012. 蒸留酒

 鉱山を出発した後、人目を避けるように森や山の中を進み、教団の総本山があるという町を目指す。


 教団とは、唯一神サーリーを崇拝する宗教団体のことで、その通称である。

 信者の数も多く権威ある団体ではあるが、アルジーヌ王国の国教には定められておらず、逆に王国とは一定の距離を置いているらしい。


 教団はその博愛主義という教えの下、王国の亜人強制収容政策には反対する立場を取っており、各地に存在する教会では現在も亜人の保護活動が行われているそうだ。


 要するに、今の自分たちが身を隠すのにうってつけの場所なのである。



 道なき道を進む。


 新たに仲間になったマリーの戦闘力は期待以上だった。

 鉱山の兵士から借りた安価な槍一つで、突然襲い掛かってくるモンスターを次々と真っ二つにしてゆく。

 モンスターも本能で理解しているのか、自分たちが野営をしているところにわざわざ寄り付いて来たりはしなかった。

 マリー曰く匂いで追い払っているらしいが、何の匂いなのかは教えてくれなかった。



 道のりは長く、特にすることもなかったので……スイレンとマリーに英語の読み書きと十進法、それとアラビア数字を覚えてもらう。Drunk Monkey発動中のコミュニケーションに使うためだ。


 自分は転生時にラリーの知識を得ていたので、この世界の語彙や独自の表現方法に苦労することはなかった。
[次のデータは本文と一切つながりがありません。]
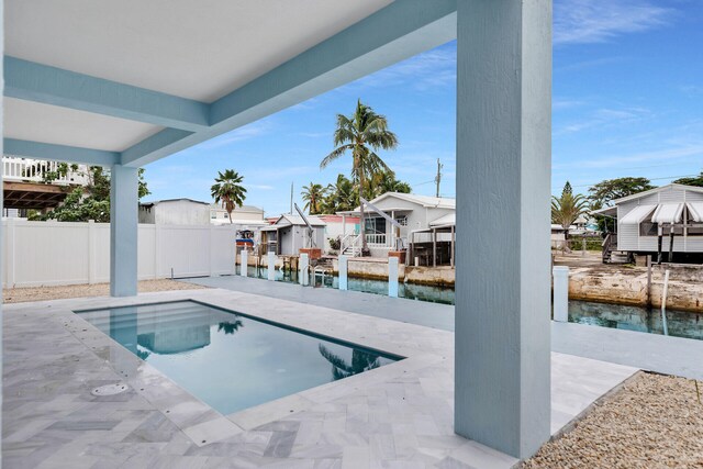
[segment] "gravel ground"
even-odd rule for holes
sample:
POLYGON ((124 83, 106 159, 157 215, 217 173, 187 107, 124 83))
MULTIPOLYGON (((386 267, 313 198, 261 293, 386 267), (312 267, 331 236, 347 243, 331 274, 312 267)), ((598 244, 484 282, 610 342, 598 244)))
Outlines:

 ただ……より便利なものを知っているせいなのか、できればそちらの方を使いたいという気持ちが強い。

 例えるなら、百二十三万四千五百六十七よりも1,234,567と、7+(-1/2+5)*20よりも9*10+7と、読みたいし聞きたいし表現したいのである。ラリーの知識がなかったら今世のコミュニケーションを諦めていた自信がある。


 二人に英語と十進法を教え始めて早三日。

 亜人の学習能力が高いのか、それともこの二人が特別なのか。異世界語と英語のバイリンガルが二人出来上がった。

 十進法に至ってはよっぽど便利だったのか、アラビア数字の平易さも合わさって、四則演算の桁数がインド人もビックリなレベルに。
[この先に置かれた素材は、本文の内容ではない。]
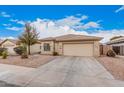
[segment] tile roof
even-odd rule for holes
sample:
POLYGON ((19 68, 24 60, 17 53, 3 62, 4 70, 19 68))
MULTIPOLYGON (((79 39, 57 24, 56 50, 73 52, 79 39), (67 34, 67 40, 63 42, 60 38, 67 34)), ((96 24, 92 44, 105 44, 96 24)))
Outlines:
POLYGON ((121 42, 124 42, 124 36, 114 39, 114 40, 111 40, 111 41, 107 42, 107 44, 115 44, 115 43, 121 43, 121 42))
 まだまだ道のりは長く、ただ自然を満喫するだけでは暇だったので……手先が器用だというスイレンに頼んで、コマで挟むとひっくり返って自分のものにできる例のアレを作ってもらう。

 基本的なルールと「角を取ると有利だよ」程度のことを教えて早速遊ぶ。


 最初こそ一方的な展開が続いたが……三回目ほどで白と黒の量がほぼ同じになり、二日も経たないうちに途中で打つ手がなくなるほど一色に染められて負けるように。まぁ、元々得意な方ではなかったし別に悔しくは……。
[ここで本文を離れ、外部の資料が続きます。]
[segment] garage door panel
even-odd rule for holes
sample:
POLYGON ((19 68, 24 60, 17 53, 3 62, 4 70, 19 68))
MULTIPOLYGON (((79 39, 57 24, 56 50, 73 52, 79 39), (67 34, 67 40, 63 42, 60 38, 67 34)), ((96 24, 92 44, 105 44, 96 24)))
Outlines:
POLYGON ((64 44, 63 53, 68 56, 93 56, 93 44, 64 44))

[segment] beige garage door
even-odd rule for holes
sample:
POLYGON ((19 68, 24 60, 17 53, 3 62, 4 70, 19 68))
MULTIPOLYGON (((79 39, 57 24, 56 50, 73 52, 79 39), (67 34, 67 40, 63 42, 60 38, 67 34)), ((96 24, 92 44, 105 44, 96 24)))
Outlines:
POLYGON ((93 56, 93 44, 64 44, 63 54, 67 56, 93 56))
 遊んでいる最中、「そこでいいの?」「ほらほらここも取られちゃうよ?」「今度は真っ白になっちゃったね」と楽しそうに煽ってくるスイレン。悪気はなさそうなので気にしないことにする。

 マリーはマリーで一度コツを掴んでからは、必ず一点差をつけて自ら負けるようになった。

 そのことを指摘すると、次からは一、二、三点差とローテーションしてこちらを勝たせるように。いや、そういうことではなく……。



 大自然の中、ふと、スキルの検証に持って来いな環境であることに気が付いたので、以前から考えていた蒸留酒を作ってみる。


 転生してから様々な種類のお酒を飲んできたが、この世界には蒸留酒、あるいは蒸留してアルコール度数を高めるという発想はまだ存在していないようだった。

 幸いにも、この世界で飲んだくれが失明した話は聞いたことがないので、メタノールやその他の毒についてそんなに心配する必要はないのだろう。……そう思いたい。


 当然、蒸留専用の器具など持っていないので、鍋とコップを使ったサバイバル方式で水とエタノールを分離してみる。

 うろ覚えの知識でピカピカに磨いた銅らしき金属片を鍋に入れ、沸騰直前を意識し火にかける。


 最初に出てくるヘッドを捨て、ハートとテールを分けて取っておく。

 その二つからまたハートとテールを取り、それぞれのハートとハート、テールとテールを合わせたものを再び蒸留して……というのを二、三度繰り返す。

 最後に清潔な布でろ過して完成。


 エールの蒸留酒なのでウイスキーになるんだろうか? いや、単純に蒸留するお酒の原料で区分してるんだっけ?

 夜の見張りのついでにできたばかりのお酒を味わう。

 異世界特有の雑味やエグ味が減り、うま味も減っている。飲みやすくはなったが、美味しいかと言われるとうーん。度数は四十度前後だろうか。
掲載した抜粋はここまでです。